Aboû'l-'Alâ' al-Ma'arri

 

 

 

Aboû'l-'Alâ' al-Ma'arri,

Le poète aveugle : extraits des poèmes et des lettres Aboû'l-'Alâ' al-Ma'arri (363 A.. H..), introduction et traduction par Georges Salmon,

Paris, Charles Carrington, 1904, p.122-127.

(oeuvre numérisée par Marc Szwajcer sur www.remacle.org)

 

Mode de vie vegan et pardon du créateur

Viens alors à moi afin d'apprendre la vérité sur cette chose.

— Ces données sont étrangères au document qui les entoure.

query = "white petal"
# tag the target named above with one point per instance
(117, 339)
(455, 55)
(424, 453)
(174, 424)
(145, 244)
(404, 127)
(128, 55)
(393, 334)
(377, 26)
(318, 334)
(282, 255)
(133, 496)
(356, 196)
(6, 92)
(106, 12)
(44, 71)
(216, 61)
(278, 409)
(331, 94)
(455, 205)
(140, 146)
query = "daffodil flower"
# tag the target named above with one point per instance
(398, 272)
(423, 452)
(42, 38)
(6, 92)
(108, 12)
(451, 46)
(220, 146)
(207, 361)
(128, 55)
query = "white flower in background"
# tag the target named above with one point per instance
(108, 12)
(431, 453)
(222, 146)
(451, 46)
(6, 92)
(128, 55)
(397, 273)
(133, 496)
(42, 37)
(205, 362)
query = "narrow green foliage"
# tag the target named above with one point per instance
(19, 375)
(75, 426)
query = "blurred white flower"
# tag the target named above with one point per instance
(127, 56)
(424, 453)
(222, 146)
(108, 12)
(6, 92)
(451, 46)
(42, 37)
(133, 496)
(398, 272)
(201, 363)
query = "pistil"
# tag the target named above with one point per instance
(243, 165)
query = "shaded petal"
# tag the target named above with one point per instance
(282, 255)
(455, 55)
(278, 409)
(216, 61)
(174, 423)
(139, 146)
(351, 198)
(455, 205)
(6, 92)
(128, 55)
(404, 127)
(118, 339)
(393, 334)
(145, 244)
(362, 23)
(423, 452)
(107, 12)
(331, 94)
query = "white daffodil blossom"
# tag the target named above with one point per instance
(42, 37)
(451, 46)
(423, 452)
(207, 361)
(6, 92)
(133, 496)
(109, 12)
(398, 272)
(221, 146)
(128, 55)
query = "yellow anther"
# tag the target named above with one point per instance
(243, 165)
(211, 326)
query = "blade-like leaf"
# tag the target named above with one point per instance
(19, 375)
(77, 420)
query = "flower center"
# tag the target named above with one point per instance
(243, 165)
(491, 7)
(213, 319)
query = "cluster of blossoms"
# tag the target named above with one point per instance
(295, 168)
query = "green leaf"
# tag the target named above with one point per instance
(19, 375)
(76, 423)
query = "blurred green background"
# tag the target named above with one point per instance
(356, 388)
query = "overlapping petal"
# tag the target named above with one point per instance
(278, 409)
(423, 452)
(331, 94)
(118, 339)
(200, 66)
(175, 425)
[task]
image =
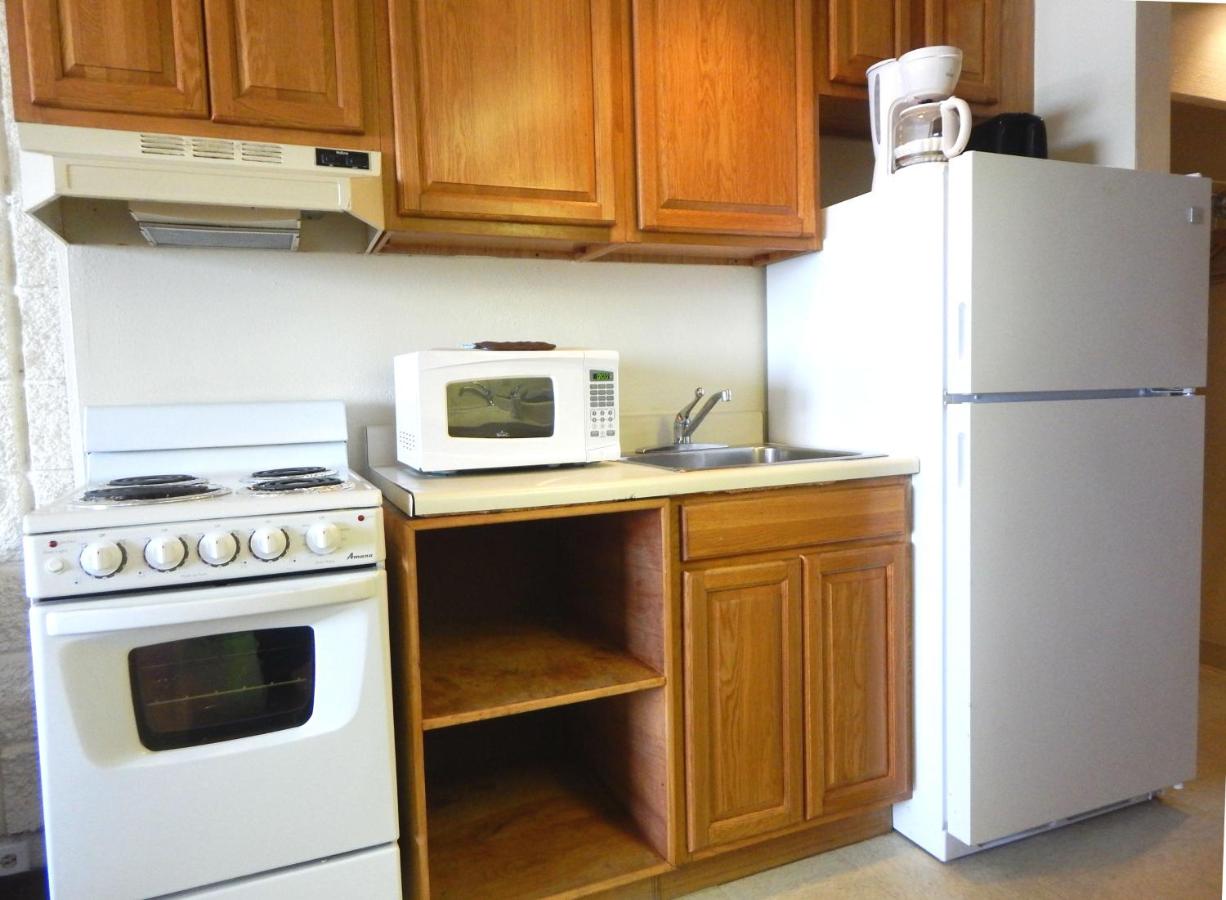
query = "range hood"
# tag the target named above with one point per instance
(104, 186)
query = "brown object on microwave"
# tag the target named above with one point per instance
(514, 345)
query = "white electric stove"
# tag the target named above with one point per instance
(211, 666)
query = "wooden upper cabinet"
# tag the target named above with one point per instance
(857, 733)
(974, 26)
(117, 55)
(286, 63)
(725, 115)
(743, 700)
(505, 109)
(863, 32)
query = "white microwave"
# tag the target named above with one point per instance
(460, 410)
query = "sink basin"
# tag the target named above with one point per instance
(733, 456)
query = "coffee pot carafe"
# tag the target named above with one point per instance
(911, 99)
(931, 131)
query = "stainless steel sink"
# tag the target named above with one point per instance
(734, 456)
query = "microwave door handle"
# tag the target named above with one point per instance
(217, 603)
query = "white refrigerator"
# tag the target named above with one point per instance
(1032, 331)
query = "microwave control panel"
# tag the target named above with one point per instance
(602, 404)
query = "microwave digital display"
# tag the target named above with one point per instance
(500, 408)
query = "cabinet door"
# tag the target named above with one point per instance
(725, 115)
(286, 63)
(117, 55)
(856, 650)
(975, 27)
(505, 109)
(743, 700)
(863, 32)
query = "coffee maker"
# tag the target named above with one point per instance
(913, 115)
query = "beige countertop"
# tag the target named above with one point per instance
(418, 494)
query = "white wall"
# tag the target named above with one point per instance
(156, 326)
(1102, 81)
(34, 459)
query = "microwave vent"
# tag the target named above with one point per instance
(163, 145)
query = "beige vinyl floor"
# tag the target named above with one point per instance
(1168, 847)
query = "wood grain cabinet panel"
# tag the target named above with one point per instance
(505, 110)
(117, 55)
(286, 63)
(743, 700)
(863, 32)
(974, 26)
(857, 732)
(725, 115)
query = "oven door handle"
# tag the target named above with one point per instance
(211, 603)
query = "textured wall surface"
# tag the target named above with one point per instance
(36, 457)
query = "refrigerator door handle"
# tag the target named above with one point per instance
(961, 459)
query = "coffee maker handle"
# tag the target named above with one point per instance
(950, 144)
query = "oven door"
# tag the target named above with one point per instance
(204, 735)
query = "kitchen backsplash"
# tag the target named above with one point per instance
(153, 326)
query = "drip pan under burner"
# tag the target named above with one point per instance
(291, 472)
(293, 486)
(139, 480)
(140, 494)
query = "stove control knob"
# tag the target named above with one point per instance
(269, 543)
(217, 548)
(102, 558)
(323, 538)
(166, 553)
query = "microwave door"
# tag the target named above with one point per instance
(500, 408)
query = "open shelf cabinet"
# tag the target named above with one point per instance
(535, 811)
(535, 699)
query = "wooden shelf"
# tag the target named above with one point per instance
(483, 670)
(531, 831)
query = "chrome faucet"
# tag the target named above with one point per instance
(684, 426)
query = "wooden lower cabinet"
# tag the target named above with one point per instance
(825, 628)
(586, 703)
(857, 721)
(742, 628)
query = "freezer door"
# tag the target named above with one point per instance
(1064, 276)
(1073, 592)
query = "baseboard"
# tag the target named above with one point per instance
(758, 857)
(1213, 654)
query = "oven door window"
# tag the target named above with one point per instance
(500, 407)
(222, 687)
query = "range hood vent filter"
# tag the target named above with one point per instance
(210, 148)
(87, 185)
(206, 236)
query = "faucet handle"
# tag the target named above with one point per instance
(689, 407)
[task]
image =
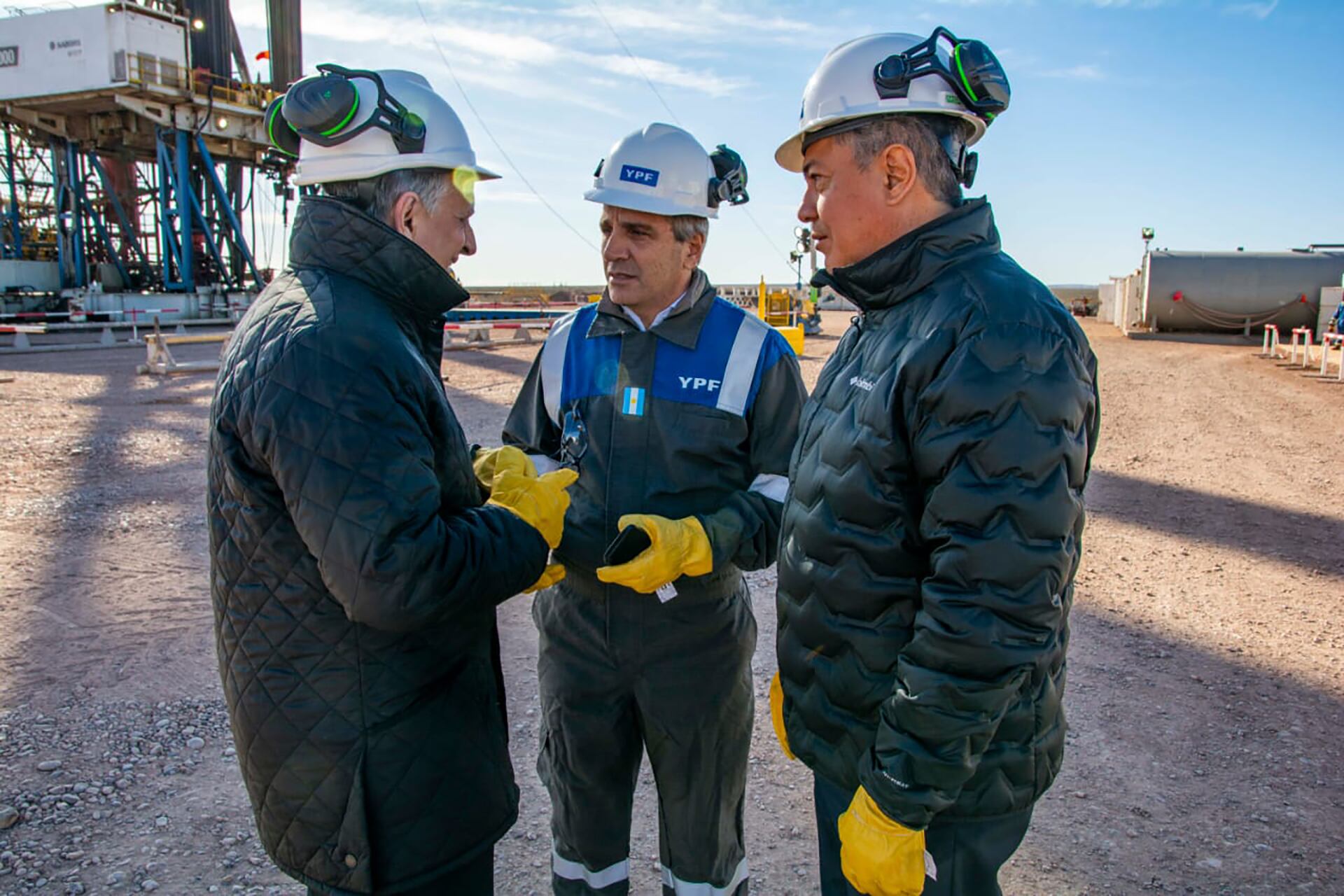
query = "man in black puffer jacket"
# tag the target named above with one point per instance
(355, 562)
(936, 508)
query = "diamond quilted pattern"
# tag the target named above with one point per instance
(354, 571)
(933, 531)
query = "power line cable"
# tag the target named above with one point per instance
(636, 61)
(491, 134)
(678, 121)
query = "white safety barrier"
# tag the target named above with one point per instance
(160, 359)
(22, 331)
(1272, 344)
(1303, 333)
(1332, 339)
(477, 335)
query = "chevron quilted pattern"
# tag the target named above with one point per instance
(933, 530)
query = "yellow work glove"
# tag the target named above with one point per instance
(487, 463)
(539, 501)
(553, 574)
(777, 715)
(876, 855)
(680, 547)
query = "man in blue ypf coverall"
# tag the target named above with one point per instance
(679, 412)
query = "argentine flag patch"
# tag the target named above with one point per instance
(634, 402)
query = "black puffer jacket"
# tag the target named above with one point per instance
(932, 530)
(354, 570)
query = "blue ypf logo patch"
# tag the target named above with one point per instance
(643, 176)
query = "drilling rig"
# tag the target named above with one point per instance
(134, 158)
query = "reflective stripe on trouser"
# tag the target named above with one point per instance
(625, 675)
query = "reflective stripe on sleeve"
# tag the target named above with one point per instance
(596, 879)
(772, 486)
(553, 365)
(741, 368)
(546, 465)
(687, 888)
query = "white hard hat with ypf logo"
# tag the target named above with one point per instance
(349, 124)
(663, 169)
(886, 74)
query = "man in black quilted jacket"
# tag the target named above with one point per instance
(936, 505)
(355, 559)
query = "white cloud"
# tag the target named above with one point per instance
(508, 55)
(702, 22)
(1253, 10)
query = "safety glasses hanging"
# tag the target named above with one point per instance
(730, 178)
(573, 438)
(974, 73)
(320, 108)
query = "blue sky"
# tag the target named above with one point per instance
(1218, 122)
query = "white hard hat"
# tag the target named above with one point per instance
(374, 150)
(843, 89)
(663, 169)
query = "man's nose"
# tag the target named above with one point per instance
(808, 209)
(615, 248)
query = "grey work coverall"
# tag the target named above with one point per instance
(695, 416)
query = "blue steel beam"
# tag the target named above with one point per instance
(15, 227)
(188, 282)
(166, 214)
(130, 232)
(104, 235)
(222, 198)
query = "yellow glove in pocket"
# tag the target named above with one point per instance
(539, 501)
(876, 855)
(487, 463)
(679, 547)
(553, 574)
(777, 715)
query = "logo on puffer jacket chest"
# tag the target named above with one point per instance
(867, 386)
(696, 383)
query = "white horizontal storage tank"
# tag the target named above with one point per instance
(1107, 302)
(69, 51)
(1331, 300)
(1233, 290)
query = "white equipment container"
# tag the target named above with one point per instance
(88, 49)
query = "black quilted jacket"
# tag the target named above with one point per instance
(932, 530)
(354, 570)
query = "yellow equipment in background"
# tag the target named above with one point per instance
(780, 309)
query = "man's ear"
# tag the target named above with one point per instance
(899, 172)
(694, 251)
(403, 214)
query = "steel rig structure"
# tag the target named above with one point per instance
(132, 144)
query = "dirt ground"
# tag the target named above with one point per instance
(1206, 691)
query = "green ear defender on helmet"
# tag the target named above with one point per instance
(279, 132)
(321, 108)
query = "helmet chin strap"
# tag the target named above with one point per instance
(964, 164)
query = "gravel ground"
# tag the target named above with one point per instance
(1206, 690)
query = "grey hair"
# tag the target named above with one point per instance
(687, 226)
(924, 136)
(378, 195)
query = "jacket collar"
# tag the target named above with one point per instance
(340, 238)
(904, 267)
(680, 328)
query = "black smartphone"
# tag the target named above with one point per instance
(625, 547)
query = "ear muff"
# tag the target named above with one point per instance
(730, 178)
(323, 104)
(981, 77)
(281, 136)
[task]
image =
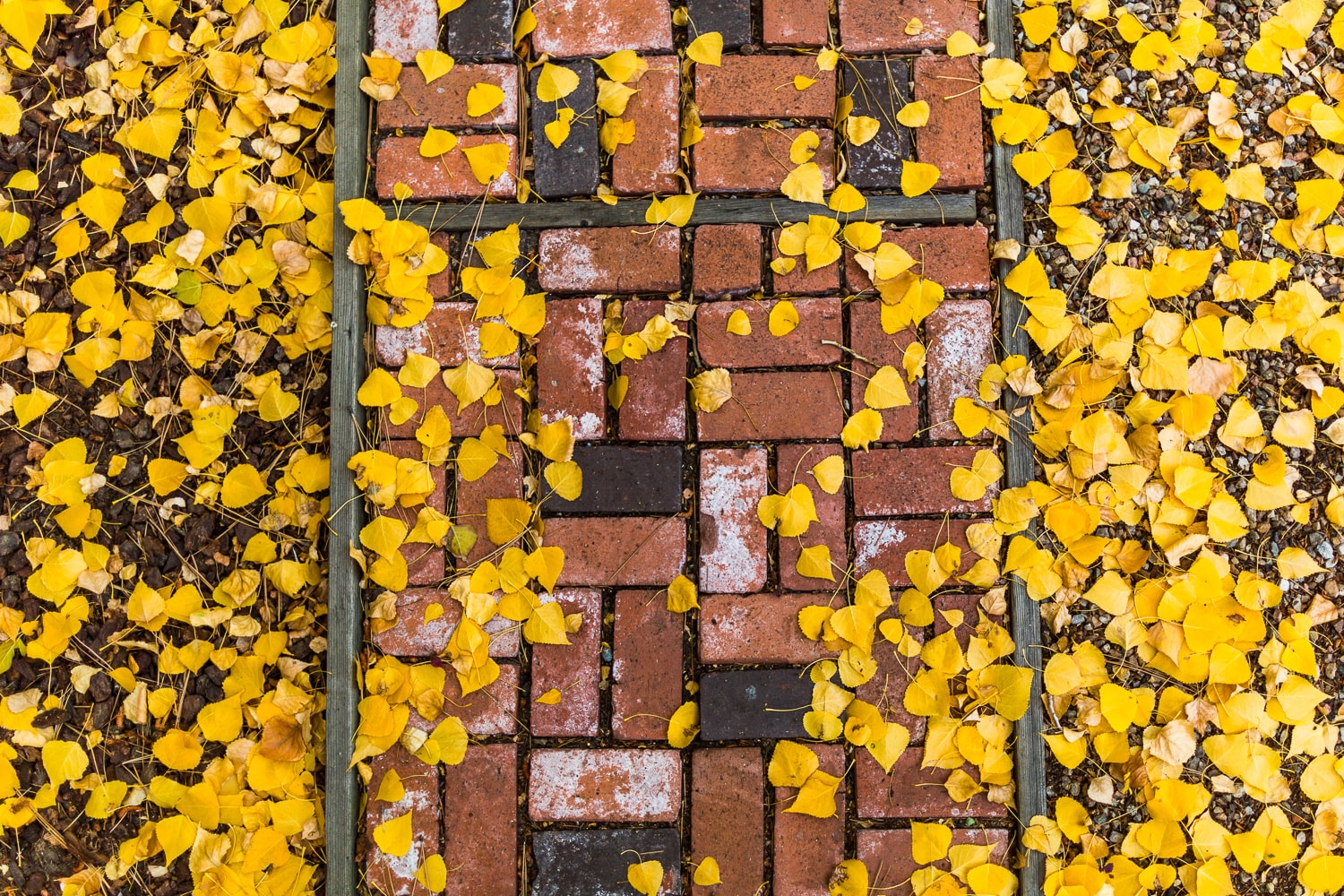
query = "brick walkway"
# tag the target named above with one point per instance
(554, 797)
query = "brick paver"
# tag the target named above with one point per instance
(569, 775)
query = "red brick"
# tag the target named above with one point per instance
(796, 23)
(395, 874)
(793, 463)
(449, 177)
(570, 368)
(473, 418)
(726, 260)
(650, 163)
(403, 27)
(610, 260)
(733, 543)
(913, 481)
(573, 669)
(448, 333)
(655, 402)
(956, 258)
(881, 24)
(503, 481)
(887, 855)
(960, 336)
(753, 160)
(728, 817)
(444, 102)
(413, 637)
(882, 544)
(800, 281)
(480, 848)
(911, 791)
(887, 686)
(760, 86)
(806, 849)
(780, 405)
(819, 322)
(605, 785)
(620, 551)
(953, 140)
(645, 665)
(601, 27)
(757, 627)
(873, 344)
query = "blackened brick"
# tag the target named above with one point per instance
(573, 168)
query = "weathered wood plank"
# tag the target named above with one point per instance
(932, 209)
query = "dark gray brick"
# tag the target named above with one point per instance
(594, 863)
(730, 18)
(575, 167)
(625, 478)
(481, 29)
(879, 89)
(754, 704)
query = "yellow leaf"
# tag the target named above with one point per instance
(917, 177)
(707, 48)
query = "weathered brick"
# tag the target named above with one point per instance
(800, 281)
(819, 323)
(625, 478)
(596, 863)
(757, 629)
(758, 86)
(570, 368)
(481, 29)
(444, 102)
(728, 817)
(868, 26)
(620, 551)
(913, 481)
(911, 791)
(480, 848)
(879, 88)
(960, 336)
(754, 702)
(887, 686)
(753, 160)
(395, 874)
(655, 401)
(726, 260)
(795, 23)
(504, 479)
(573, 669)
(449, 177)
(871, 343)
(413, 637)
(574, 167)
(793, 463)
(953, 140)
(473, 418)
(601, 27)
(645, 665)
(610, 260)
(733, 541)
(405, 27)
(730, 18)
(650, 163)
(887, 855)
(806, 849)
(605, 785)
(882, 544)
(779, 405)
(956, 258)
(448, 333)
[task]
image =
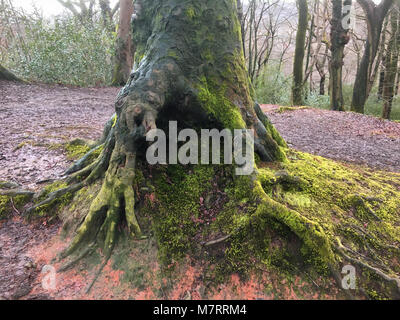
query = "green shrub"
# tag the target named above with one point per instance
(273, 87)
(373, 105)
(64, 51)
(315, 100)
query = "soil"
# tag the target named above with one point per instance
(343, 136)
(35, 117)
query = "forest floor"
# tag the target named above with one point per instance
(33, 118)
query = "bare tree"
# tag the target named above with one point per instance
(365, 75)
(339, 39)
(262, 22)
(298, 85)
(124, 52)
(391, 64)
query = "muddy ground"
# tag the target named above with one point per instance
(33, 118)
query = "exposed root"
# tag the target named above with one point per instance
(342, 251)
(308, 231)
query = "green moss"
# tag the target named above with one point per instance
(191, 13)
(215, 102)
(76, 149)
(6, 206)
(51, 209)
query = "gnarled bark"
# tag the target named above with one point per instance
(189, 61)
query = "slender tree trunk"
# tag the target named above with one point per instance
(298, 67)
(391, 62)
(339, 39)
(124, 51)
(375, 17)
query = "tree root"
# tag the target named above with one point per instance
(342, 249)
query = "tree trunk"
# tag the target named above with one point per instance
(375, 17)
(297, 90)
(7, 75)
(339, 39)
(391, 62)
(190, 68)
(124, 51)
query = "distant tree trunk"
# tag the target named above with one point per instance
(339, 39)
(7, 75)
(375, 18)
(381, 79)
(391, 62)
(297, 89)
(124, 52)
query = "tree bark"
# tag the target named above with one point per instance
(391, 63)
(298, 84)
(339, 39)
(363, 84)
(124, 51)
(189, 68)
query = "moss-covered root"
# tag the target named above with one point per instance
(115, 198)
(308, 231)
(347, 254)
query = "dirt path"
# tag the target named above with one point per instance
(33, 117)
(348, 137)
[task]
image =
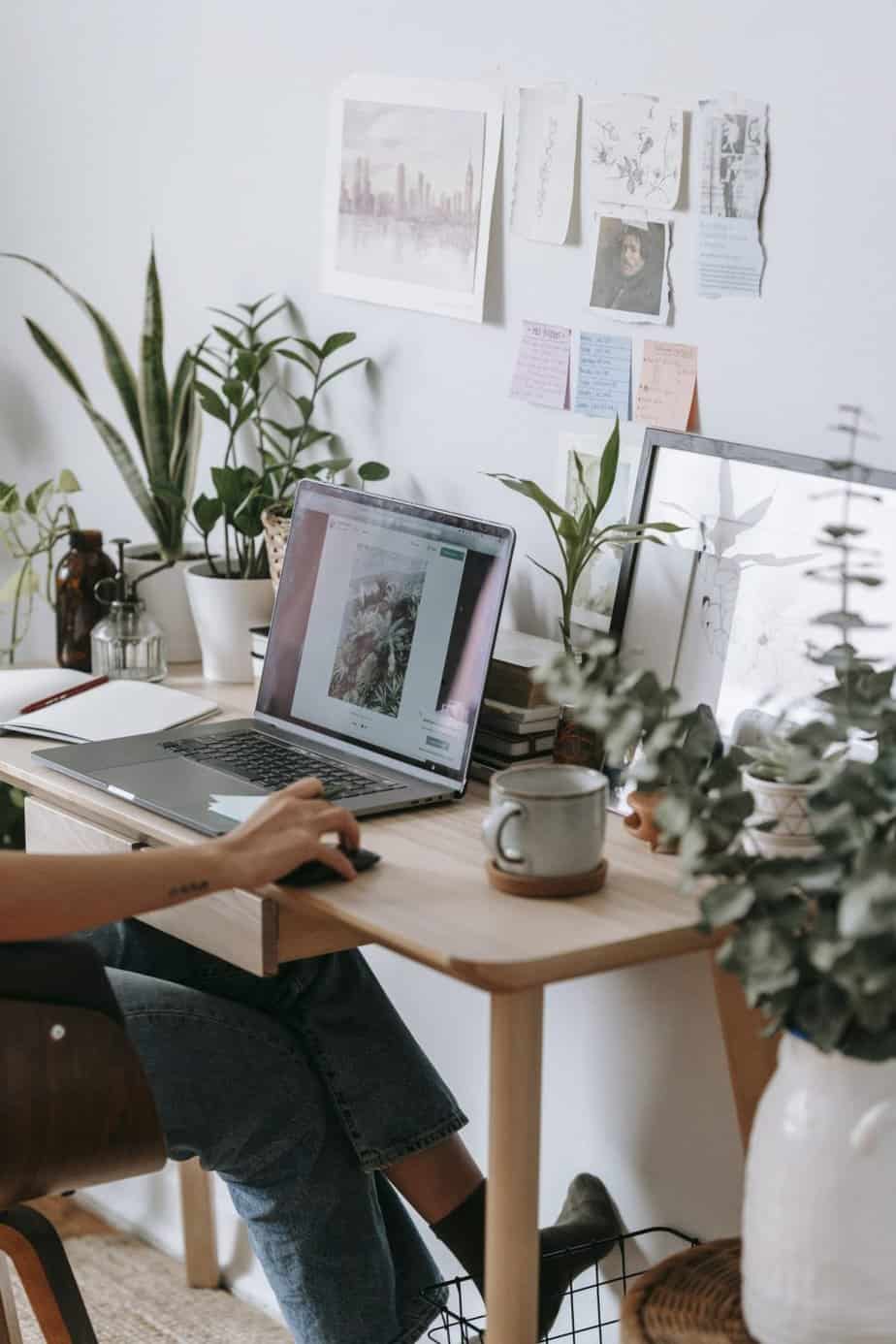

Ne mange pas injustement ce que l'eau produit, et ne mange pas la viande des animaux récemment tués.

 

Personne ne pourrait nier que les créatures qui vivent dans la mer sortent de l'eau contre leur gré. Si l'on consulte la raison, elle ne trouvera aucun inconvénient à ce qu'on refuse de manger du poisson, car les hommes religieux se sont de tous temps abstenus de choses qui, en elles-mêmes, sont légales.

 

Ne mangez pas non plus le blanc des mères qui en ont désiré la crème pour leurs enfants et non pour des jeunes filles de haute naissance.

 

Le blanc signifie le lait. Il est connu que lorsque le veau est tué, la vache dépérit pour lui et reste éveillée des nuits entières. Sa viande est mangée et le lait qu'il aurait sucé est prodigué aux propriétaires de sa mère. Quel préjudice alors peut-il y avoir à s'abstenir de tuer le veau et à refuser de se servir du lait? On ne doit pas accuser un tel homme d'illégalité; il fait preuve au contraire de ferveur religieuse et de clémence envers la victime et il espère qu'il pourra être récompensé, pour son abstinence, par le pardon du Créateur. Et s'il est dit que le Très-Haut distribue ses dons également entre ses serviteurs, quel péché ont donc commis ces victimes qui seraient ainsi exclues de sa grâce?

 

N'attaquez pas non plus les oiseaux quand ils sont occupés avec leurs œufs, car le brigandage est le pire des crimes.

 

Le Prophète a défendu de chasser la nuit. Je trouve que c'est une des deux interprétations du commandement : « Laissez les oiseaux dans leurs nids. » C'est dans le Coran aussi qu'est le verset : « O vous qui croyez, ne tuez pas de gibier pendant que vous êtes en pèlerinage ; si quelqu'un de vous tue à dessein quoi que ce soit, il doit payer en bétail la valeur de ce qu'il a tué. »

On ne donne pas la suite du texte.